Big Rewards Await Those Brave Enough to Bet on Brazil, Banks Say

(Bloomberg) -- Brazil’s stock market has more to give than take.

Analysts from some of the nation’s biggest banks are sticking to their optimistic calls after a harsh month for Brazilian assets which sent the benchmark index to its lowest level in 14 months in U.S. dollar terms. Stocks are cheap enough to justify buying even as a rout hits emerging-market assets and with an all-or-nothing election just a month away, they say.

Brazilian equities show a 109 percent upside if there’s a significant post-election fiscal adjustment and a 29 percent downside with no adjustments, in U.S. dollar terms, according to Bradesco BBI’s analyst Andre Carvalho.

"The case of Brazilian equities is particularly interesting, with very asymmetric potential returns," Carvalho wrote in a Sept. 4 report. Bradesco BBI is overweight on Brazil and Chile in Latin America.
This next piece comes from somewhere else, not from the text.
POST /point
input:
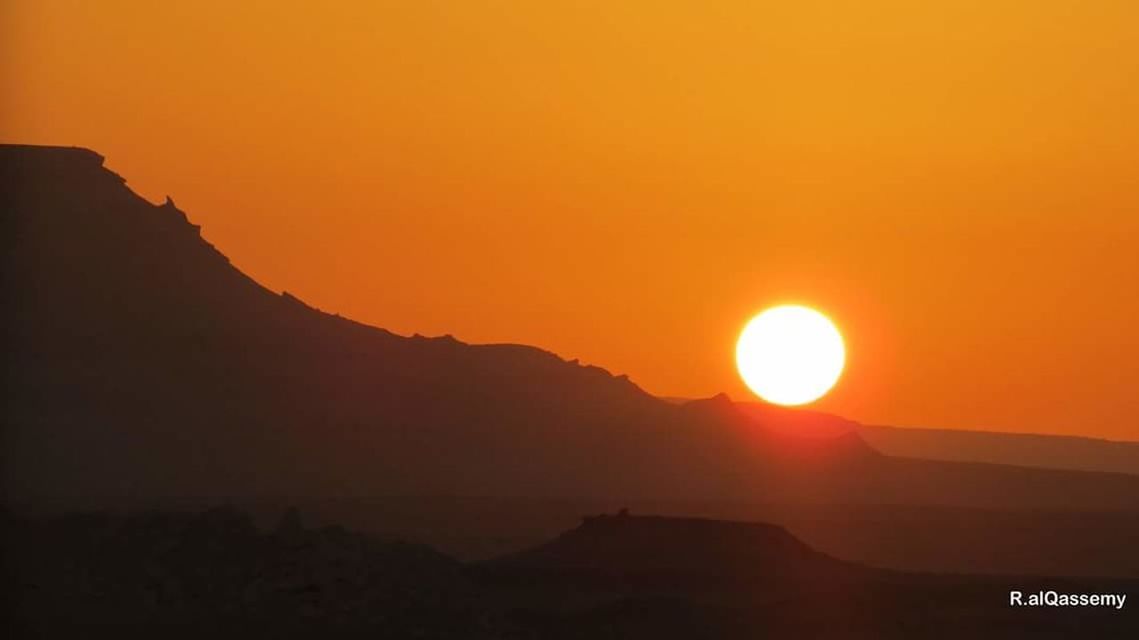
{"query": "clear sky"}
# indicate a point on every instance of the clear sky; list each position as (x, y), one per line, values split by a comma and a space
(953, 182)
BTG Pactual and Itau BBA agree, even as market-favorite Geraldo Alckmin lags in polls with just with 9 percent of voter intention. According to a Datafolha survey from Aug. 22, former Army captain Jair Bolsonaro leads with 22 percent in a scenario that excludes jailed former President Luiz Inacio Lula da Silva, who has been banned from running due to a corruption conviction.

"We see a compelling risk-reward," BTG Pactual analysts Carlos Sequeira and Bernardo Teixeira wrote in a Sept. 3 report. The bank believes the chances of a right- or center-right candidate winning the electoral race are around 60 percent.

Big Rewards Await Those Brave Enough to Bet on Brazil, Banks Say

Itau BBA is also maintaining its overweight recommendation, leaving its target for the Ibovespa unchanged at 83,700 by year-end as Brazil is trading at a discount to its historical average.

The Ibovespa traded at 75,045 as of 12:19 p.m. in Sao Paulo Wednesday, and is down 7.8 percent in the past month.